In Bayesian Optimization, we need to balance exploring uncertain regions, which might unexpectedly have high gold content, against focusing on regions we already know have higher gold content (a kind of exploitation).
Acquisition functions are heuristics for how desirable it is to evaluate a point, based on our present model.
This brings us to how Bayesian Optimization works. At every step, we determine what the best point to evaluate next is according to the acquisition function by optimizing it. We then update our model and repeat this process to determine the next point to evaluate.
To solve this problem, we will follow the following algorithm:
We first choose a surrogate model for modeling the true function f and define its prior.
Given the set of observations (function evaluations), use Bayes rule to obtain the posterior.

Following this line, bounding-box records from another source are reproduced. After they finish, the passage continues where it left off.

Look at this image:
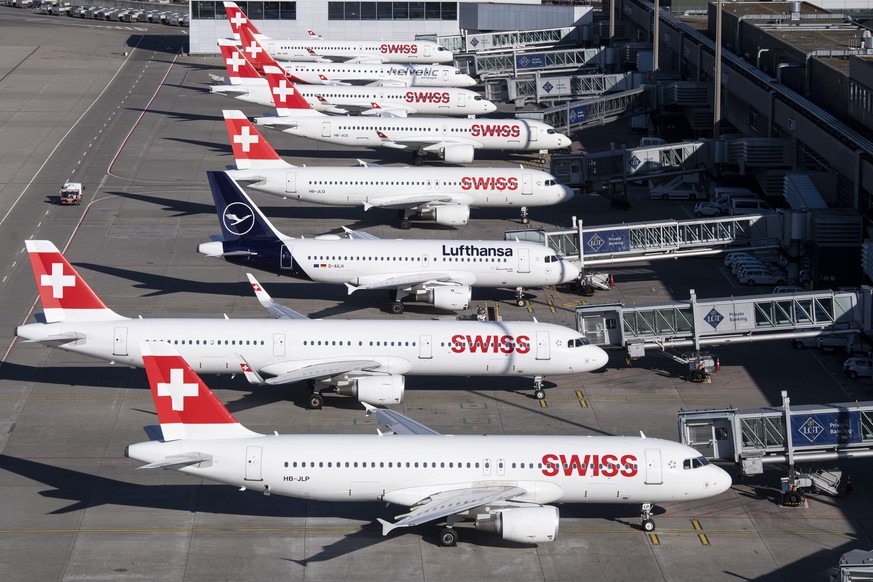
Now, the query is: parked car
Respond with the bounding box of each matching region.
[737,268,785,286]
[843,357,873,379]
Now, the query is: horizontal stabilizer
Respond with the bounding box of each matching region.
[138,452,212,469]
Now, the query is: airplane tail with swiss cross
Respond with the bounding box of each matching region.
[218,38,263,85]
[223,110,293,170]
[24,240,127,323]
[141,342,259,442]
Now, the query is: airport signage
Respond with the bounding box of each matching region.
[791,410,861,447]
[582,229,630,256]
[694,301,755,335]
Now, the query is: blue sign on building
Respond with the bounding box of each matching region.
[567,105,588,125]
[791,410,861,446]
[582,230,630,255]
[515,53,546,69]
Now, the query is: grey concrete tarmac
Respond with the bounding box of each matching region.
[0,8,871,581]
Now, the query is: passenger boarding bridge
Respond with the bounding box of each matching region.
[679,392,873,487]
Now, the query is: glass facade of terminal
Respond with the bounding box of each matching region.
[191,0,296,20]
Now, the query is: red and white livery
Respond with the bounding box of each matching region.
[125,343,731,546]
[224,111,573,228]
[224,2,454,64]
[15,240,607,408]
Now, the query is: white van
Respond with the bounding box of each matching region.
[731,198,770,216]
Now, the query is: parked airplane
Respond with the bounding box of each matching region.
[224,2,454,63]
[197,172,580,314]
[209,40,497,117]
[240,28,476,87]
[224,111,573,228]
[255,66,570,164]
[15,240,607,408]
[125,342,731,546]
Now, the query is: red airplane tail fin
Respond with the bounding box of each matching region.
[24,240,127,323]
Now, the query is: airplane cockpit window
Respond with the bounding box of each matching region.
[682,457,709,469]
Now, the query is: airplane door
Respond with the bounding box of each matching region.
[273,333,285,358]
[646,449,664,485]
[112,327,127,356]
[418,335,433,360]
[537,331,551,360]
[518,249,530,273]
[246,447,263,481]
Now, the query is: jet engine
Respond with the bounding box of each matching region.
[476,505,560,544]
[337,374,406,404]
[443,143,473,164]
[424,285,472,311]
[433,204,470,226]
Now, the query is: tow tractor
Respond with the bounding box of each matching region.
[58,182,82,206]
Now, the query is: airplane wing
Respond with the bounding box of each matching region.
[379,485,527,536]
[246,273,309,319]
[346,273,453,295]
[261,360,381,386]
[343,226,379,240]
[361,402,440,435]
[137,452,212,469]
[364,194,452,210]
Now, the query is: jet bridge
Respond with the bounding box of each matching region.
[679,391,873,480]
[576,287,873,358]
[504,213,782,268]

Use an acquisition function \(\alpha(x)\), which is a function of the posterior, to decide the next sample point \(x_t = \text{argmax}_x \alpha(x)\).
Add newly sampled data to the set of observations and goto step #2 till convergence or budget elapses.
Acquisition Functions#
Acquisition functions are crucial to Bayesian Optimization, and there are a wide variety of options:
Probability of improvement (PI)
\[ x_{t+1}=argmax(α_{PI} (x))=argmax(P(f(x)≥(f(x^+)+ϵ))) \]Where,
\(P(\cdot)\) Indicate probability
\(\epsilon\) is a small positive number
And, \(x^+ = \text{argmax}_{x_i\in x_{1:t}}f(x_i)\) where \(x_i\) is the location queried at \(i^{th}\)time step.

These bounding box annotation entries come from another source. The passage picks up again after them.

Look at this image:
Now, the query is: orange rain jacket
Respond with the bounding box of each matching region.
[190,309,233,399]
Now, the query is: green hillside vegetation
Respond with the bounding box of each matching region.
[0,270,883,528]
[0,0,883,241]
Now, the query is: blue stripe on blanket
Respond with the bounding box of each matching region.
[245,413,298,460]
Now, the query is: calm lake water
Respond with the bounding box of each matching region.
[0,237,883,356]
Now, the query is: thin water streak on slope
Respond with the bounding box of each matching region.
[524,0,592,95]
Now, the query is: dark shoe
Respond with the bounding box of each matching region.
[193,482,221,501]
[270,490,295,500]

PI uses \(\epsilon\) to strike a balance between exploration and exploitation. Increasing \(\epsilon\) results in querying locations with a larger \(\sigma\) as their probability density is spread.
with high exploration, the setting becomes similar to active learning.
Expected improvement (EI)
The idea is fairly simple — choose the next query point as the one which has the highest expected improvement over the current max \(f(x^+)\), where \(x^+ = \text{argmax}_{x_i \in x_{1:t}}f(x_i)\) and \(x_i\) is the location queried at \(i^{th}\) time step.

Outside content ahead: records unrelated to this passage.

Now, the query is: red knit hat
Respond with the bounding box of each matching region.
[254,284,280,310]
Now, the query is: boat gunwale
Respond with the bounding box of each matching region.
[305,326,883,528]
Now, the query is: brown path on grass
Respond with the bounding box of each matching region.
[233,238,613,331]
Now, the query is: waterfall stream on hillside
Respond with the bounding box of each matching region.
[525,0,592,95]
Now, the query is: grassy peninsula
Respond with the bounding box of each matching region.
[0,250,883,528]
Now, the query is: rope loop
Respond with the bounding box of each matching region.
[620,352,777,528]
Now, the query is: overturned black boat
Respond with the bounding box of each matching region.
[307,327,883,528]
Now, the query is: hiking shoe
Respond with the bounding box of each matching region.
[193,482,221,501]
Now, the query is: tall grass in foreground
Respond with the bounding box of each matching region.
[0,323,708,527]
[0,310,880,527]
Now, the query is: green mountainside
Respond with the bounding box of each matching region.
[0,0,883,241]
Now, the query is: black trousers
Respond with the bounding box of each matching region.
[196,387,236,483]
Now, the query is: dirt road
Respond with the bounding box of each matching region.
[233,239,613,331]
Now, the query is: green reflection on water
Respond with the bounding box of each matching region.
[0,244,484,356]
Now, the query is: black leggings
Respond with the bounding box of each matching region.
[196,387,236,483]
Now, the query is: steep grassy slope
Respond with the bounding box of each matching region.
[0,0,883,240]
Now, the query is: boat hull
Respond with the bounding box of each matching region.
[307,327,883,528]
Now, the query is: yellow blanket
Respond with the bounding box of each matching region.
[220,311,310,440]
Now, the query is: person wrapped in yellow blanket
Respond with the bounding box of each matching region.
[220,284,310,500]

summaries of the core ideas associated with acquisition functions:
i) they are heuristics for evaluating the utility of a point;
ii) they are a function of the surrogate posterior;
iii) they combine exploration and exploitation; and
iv) they are inexpensive to evaluate.
Hyperparameter Tuning#
When training a model is not expensive and time-consuming, we can do a grid search to find the optimum hyperparameters. However, grid search is not feasible if function evaluations are costly, as in the case of a large neural network that takes days to train. Further, grid search scales poorly in terms of the number of hyperparameters.
We turn to Bayesian Optimization to counter the expensive nature of evaluating our black-box function (accuracy).